William Taylor Barry (February 5, 1784 – August 30, 1835) was an American statesman, jurist and slave owner. He served as Postmaster General for most of the administration of President Andrew Jackson and was the only Cabinet member not to resign in 1831 as a result of the Petticoat affair.

History
Born near Lunenburg, Virginia, he moved to Fayette County, Kentucky, in 1796 with his parents John Barry, an American Revolutionary War veteran, and Susannah (Dozier) Barry. He attended the common schools, Pisgah Academy and Kentucky Academy in Woodford County, Transylvania University at Lexington and graduated from the College of William & Mary at Williamsburg, Virginia in 1803, after which studied law and was admitted to the bar in 1805. He commenced practice at Jessamine County, Kentucky and then at Lexington.

Political life
Elected to the Kentucky House of Representatives in 1807, Barry became a member of the U.S. House of Representatives from 1810 to 1811, then served in the War of 1812. From 1815 to 1816, he became a U.S. Senator from Kentucky, then won election to the Kentucky Senate and served from 1817 to 1821. During his time in the Kentucky Senate Barry wrote to former President James Madison seeking support for a plan of subsidizing public education across the state; Madison responded enthusiastically and included in his letter of August 4, 1822 the often-cited observation: "A popular Government, without popular information or the means of acquiring it, is but a Prologue to a Farce or a Tragedy; or, perhaps both."

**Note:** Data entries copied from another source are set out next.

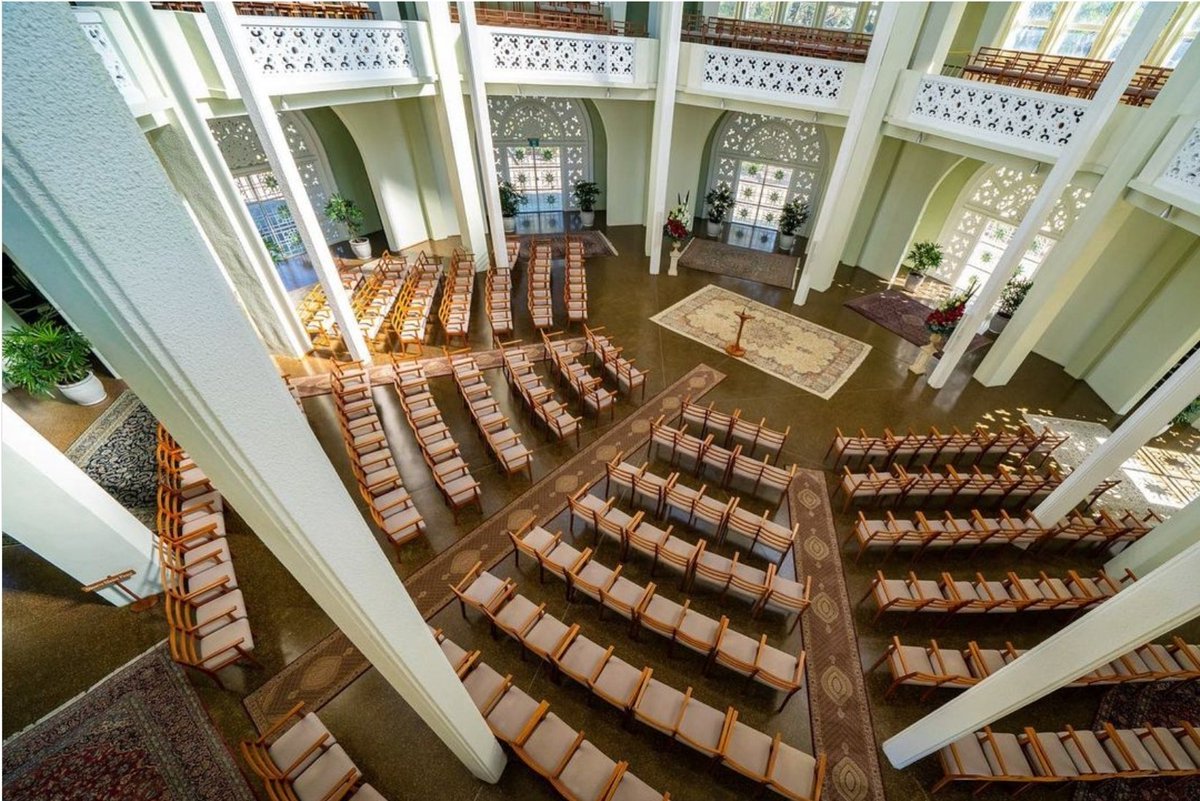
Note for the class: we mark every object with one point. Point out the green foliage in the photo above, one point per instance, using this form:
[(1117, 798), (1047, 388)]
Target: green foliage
[(586, 193), (41, 355), (795, 214), (924, 257), (343, 210)]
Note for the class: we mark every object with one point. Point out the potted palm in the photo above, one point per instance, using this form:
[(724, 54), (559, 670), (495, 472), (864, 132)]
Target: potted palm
[(46, 355), (1015, 289), (346, 211), (511, 199), (720, 200), (586, 193), (793, 215)]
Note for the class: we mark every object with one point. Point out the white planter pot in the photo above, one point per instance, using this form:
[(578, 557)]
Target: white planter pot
[(361, 247), (87, 392)]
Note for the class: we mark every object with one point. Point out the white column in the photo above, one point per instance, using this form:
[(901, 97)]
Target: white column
[(670, 25), (892, 44), (1066, 266), (475, 54), (231, 37), (1155, 413), (57, 511), (1164, 542), (455, 131), (1155, 604), (1099, 110), (79, 185)]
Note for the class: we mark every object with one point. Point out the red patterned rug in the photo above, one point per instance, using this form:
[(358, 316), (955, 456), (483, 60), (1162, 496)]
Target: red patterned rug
[(138, 735)]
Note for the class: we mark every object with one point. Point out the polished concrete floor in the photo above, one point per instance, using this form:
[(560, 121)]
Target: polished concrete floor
[(59, 642)]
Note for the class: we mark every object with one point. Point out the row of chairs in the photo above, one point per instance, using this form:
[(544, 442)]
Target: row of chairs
[(713, 639), (541, 306), (456, 297), (627, 375), (502, 440), (935, 667), (1073, 756), (730, 429), (304, 762), (1101, 531), (640, 696), (1013, 594), (732, 468), (375, 469), (594, 397), (575, 285), (441, 451), (544, 407), (574, 766), (910, 450), (208, 628)]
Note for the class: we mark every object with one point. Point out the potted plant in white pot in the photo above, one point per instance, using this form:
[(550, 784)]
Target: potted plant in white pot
[(793, 215), (586, 193), (343, 210), (46, 355), (1015, 289), (719, 200), (511, 199), (922, 258)]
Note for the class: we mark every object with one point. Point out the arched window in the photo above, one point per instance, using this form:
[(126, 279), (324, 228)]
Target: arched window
[(987, 215), (767, 161), (259, 188), (544, 146)]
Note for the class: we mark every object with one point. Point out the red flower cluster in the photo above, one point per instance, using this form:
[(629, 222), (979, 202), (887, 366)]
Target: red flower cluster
[(676, 230)]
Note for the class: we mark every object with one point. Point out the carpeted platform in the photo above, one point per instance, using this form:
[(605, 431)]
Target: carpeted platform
[(138, 735), (787, 347), (329, 667), (709, 256)]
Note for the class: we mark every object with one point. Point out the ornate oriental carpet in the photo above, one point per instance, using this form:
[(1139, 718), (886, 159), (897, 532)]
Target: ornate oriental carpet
[(790, 348), (138, 735)]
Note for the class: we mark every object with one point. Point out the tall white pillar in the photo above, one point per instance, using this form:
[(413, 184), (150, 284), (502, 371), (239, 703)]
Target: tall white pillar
[(231, 38), (1163, 543), (55, 510), (899, 25), (1152, 22), (1150, 607), (1066, 266), (1155, 413), (81, 182), (670, 26), (455, 131), (475, 67)]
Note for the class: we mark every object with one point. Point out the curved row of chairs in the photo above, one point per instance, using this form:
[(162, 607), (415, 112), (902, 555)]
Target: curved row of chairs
[(1073, 756), (1014, 594), (205, 612), (639, 694), (935, 667), (975, 446), (493, 426), (441, 451), (575, 768), (304, 762)]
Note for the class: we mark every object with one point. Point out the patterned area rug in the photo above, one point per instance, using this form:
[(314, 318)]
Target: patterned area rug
[(1133, 706), (709, 256), (790, 348), (330, 666), (138, 735), (841, 717), (594, 244), (117, 452), (903, 315)]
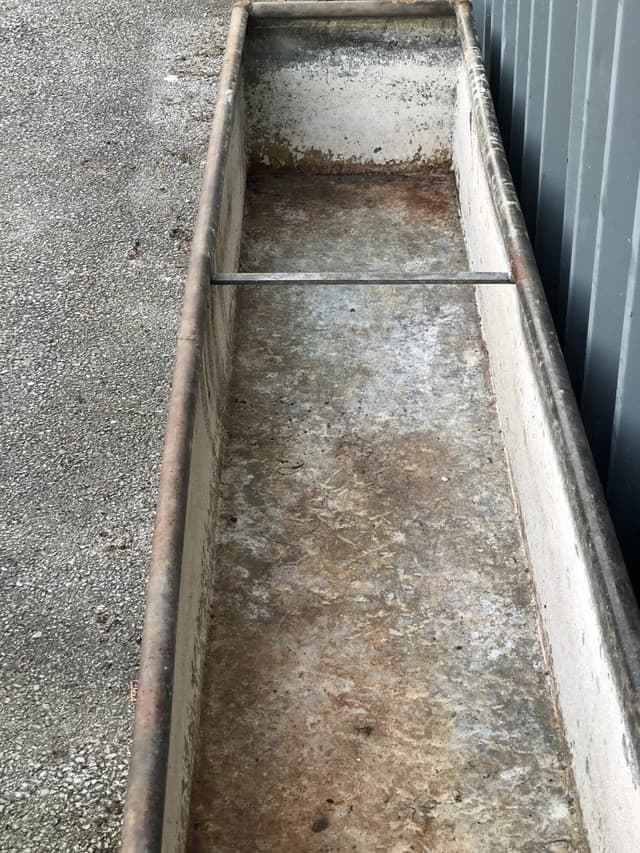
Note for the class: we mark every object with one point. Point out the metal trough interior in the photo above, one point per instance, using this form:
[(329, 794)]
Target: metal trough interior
[(386, 623)]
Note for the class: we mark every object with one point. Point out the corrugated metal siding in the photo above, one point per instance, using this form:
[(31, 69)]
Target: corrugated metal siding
[(565, 77)]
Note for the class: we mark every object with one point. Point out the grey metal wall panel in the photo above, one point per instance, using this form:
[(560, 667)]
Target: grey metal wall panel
[(612, 246), (519, 90), (624, 467), (565, 75), (534, 107), (585, 29), (556, 114)]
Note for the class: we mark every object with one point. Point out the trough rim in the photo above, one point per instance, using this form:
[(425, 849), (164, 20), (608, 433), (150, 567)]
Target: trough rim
[(617, 608)]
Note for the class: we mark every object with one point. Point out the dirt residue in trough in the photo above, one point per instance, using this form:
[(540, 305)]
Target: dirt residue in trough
[(374, 680)]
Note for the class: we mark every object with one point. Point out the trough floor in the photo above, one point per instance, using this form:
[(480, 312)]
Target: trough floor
[(374, 679)]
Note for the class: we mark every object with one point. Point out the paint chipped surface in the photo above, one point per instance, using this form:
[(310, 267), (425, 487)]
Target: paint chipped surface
[(374, 678), (332, 95)]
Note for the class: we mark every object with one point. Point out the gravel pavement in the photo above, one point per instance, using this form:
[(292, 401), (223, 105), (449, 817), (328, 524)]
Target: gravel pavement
[(104, 118)]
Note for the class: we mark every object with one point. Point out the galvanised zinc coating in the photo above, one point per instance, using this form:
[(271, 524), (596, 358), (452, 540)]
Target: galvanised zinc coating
[(564, 75)]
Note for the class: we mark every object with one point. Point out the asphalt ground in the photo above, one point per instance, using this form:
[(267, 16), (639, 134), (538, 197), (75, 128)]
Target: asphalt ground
[(104, 119)]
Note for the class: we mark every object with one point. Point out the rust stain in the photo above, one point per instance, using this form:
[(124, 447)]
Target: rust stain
[(347, 707), (352, 223), (519, 267)]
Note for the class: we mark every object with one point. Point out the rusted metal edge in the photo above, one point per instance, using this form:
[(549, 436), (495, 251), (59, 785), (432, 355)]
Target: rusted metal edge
[(351, 9), (617, 609), (462, 278), (144, 807)]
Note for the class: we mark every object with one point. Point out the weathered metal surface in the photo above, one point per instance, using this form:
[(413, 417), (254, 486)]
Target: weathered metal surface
[(300, 9), (581, 582), (161, 755), (442, 279), (311, 104), (402, 377), (298, 223), (375, 680)]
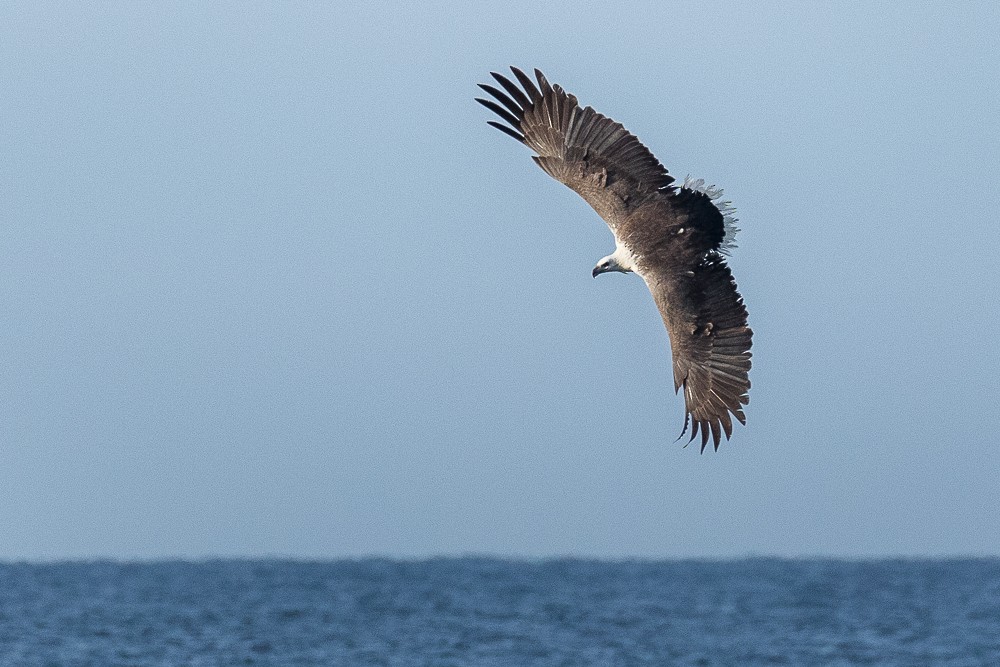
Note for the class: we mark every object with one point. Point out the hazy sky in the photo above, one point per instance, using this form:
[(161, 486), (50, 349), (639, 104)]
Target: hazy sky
[(271, 286)]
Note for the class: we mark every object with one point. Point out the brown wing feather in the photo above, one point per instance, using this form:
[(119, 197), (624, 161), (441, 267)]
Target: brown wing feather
[(710, 341), (592, 154)]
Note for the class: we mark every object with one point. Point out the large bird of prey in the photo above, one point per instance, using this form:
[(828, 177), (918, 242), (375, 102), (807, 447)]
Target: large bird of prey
[(673, 237)]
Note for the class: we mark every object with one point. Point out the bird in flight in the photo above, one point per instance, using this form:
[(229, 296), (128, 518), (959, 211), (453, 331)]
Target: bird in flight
[(673, 237)]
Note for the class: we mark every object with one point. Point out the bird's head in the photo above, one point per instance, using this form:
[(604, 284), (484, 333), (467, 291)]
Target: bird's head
[(609, 263)]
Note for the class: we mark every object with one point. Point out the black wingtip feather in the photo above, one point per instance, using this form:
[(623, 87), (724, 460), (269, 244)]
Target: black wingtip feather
[(513, 90), (527, 83), (500, 111), (503, 99), (506, 130)]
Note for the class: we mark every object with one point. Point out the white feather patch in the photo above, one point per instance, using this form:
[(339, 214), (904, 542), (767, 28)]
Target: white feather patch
[(725, 208)]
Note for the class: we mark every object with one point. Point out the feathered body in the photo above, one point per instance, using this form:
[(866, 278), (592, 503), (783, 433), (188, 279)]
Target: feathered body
[(672, 237)]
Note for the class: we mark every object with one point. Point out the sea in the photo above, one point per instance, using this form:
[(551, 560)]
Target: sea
[(487, 611)]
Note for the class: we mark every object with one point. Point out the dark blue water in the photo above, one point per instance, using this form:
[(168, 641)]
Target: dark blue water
[(495, 612)]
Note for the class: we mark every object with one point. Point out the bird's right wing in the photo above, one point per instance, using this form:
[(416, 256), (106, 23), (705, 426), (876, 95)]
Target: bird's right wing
[(710, 342), (592, 154)]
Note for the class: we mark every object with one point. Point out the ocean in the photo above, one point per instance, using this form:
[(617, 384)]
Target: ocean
[(484, 611)]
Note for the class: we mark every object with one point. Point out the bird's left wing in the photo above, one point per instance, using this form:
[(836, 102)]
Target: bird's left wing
[(592, 154), (709, 340)]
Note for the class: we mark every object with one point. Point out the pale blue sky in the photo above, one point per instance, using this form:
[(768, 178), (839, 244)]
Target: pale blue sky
[(271, 286)]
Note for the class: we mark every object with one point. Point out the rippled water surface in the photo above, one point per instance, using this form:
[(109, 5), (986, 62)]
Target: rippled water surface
[(496, 612)]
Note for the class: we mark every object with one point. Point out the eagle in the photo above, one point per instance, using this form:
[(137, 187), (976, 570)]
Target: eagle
[(674, 238)]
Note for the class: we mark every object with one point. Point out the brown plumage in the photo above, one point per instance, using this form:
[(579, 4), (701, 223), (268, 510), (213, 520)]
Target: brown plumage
[(672, 237)]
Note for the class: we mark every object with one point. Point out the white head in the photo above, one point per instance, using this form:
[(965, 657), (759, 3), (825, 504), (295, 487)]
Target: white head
[(620, 260)]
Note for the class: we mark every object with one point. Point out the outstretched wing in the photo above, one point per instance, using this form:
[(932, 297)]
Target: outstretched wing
[(592, 154), (710, 342)]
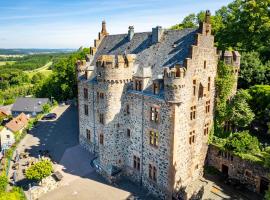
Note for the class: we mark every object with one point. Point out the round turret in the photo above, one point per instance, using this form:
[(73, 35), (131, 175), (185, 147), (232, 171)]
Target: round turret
[(115, 69)]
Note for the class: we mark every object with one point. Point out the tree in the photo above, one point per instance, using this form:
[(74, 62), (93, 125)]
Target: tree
[(39, 170), (242, 142), (253, 71), (37, 78), (260, 104), (239, 112), (189, 21), (46, 108), (3, 182), (246, 25), (224, 84)]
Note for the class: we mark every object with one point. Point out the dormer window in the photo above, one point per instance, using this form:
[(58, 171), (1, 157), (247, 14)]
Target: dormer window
[(138, 85), (108, 64), (155, 88)]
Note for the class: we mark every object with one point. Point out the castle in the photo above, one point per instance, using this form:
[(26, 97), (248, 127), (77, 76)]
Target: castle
[(146, 105)]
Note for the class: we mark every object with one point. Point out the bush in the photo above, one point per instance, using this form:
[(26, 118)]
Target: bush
[(46, 108), (15, 194), (3, 182), (39, 170)]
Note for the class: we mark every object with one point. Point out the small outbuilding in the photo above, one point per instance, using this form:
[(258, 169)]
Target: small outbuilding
[(28, 105)]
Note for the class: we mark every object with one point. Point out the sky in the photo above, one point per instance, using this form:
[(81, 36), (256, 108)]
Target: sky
[(75, 23)]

Meanwhile, Kentucky suffered from the Panic of 1819 and Barry became a leading figure in the debt relief party, which was successful in the elections between 1820 and 1824, although less successful when creditors challenged the relief laws in the courts. As a lawyer, Barrry argued in support of those laws, which the Kentucky Court of Appeals overturned in 1823. Barry also became the sixth Lieutenant Governor of Kentucky (1820 to 1824), then served as Secretary of State of Kentucky (1824 to 1825). He resigned that position to become Chief Judge of the Kentucky Court of Appeals (the predecessor to the Kentucky Supreme Court) for the 1825 term during the Old Court - New Court controversy. Although the Old Court party won the 1826 elections, Barry ran for Governor of Kentucky in 1828.

Barry became U.S. Postmaster General in Andrew Jackson's administration, serving from 1829 to 1835. While Postmaster General, he outlawed the mailing of William Lloyd Garrison's abolitionist newspaper, The Liberator.

He was the only member of Jackson's original Cabinet not to resign as a result of the Petticoat Affair, which involved the social ostracism of Margaret O'Neill Eaton, the wife of Secretary of War John H. Eaton by a coalition of Cabinet members wives led by Second Lady Floride Calhoun. Barry, like Jackson, had sided with the Eatons.

Appointments and awards
He was appointed ambassador to Spain, but died before he could take office en route to his post, while stopped in Liverpool, England August 30, 1835. He was originally interred and a cenotaph still stands at St. James's Cemetery, Liverpool, England; he was reinterred in 1854 at Frankfort Cemetery, Frankfort, Kentucky.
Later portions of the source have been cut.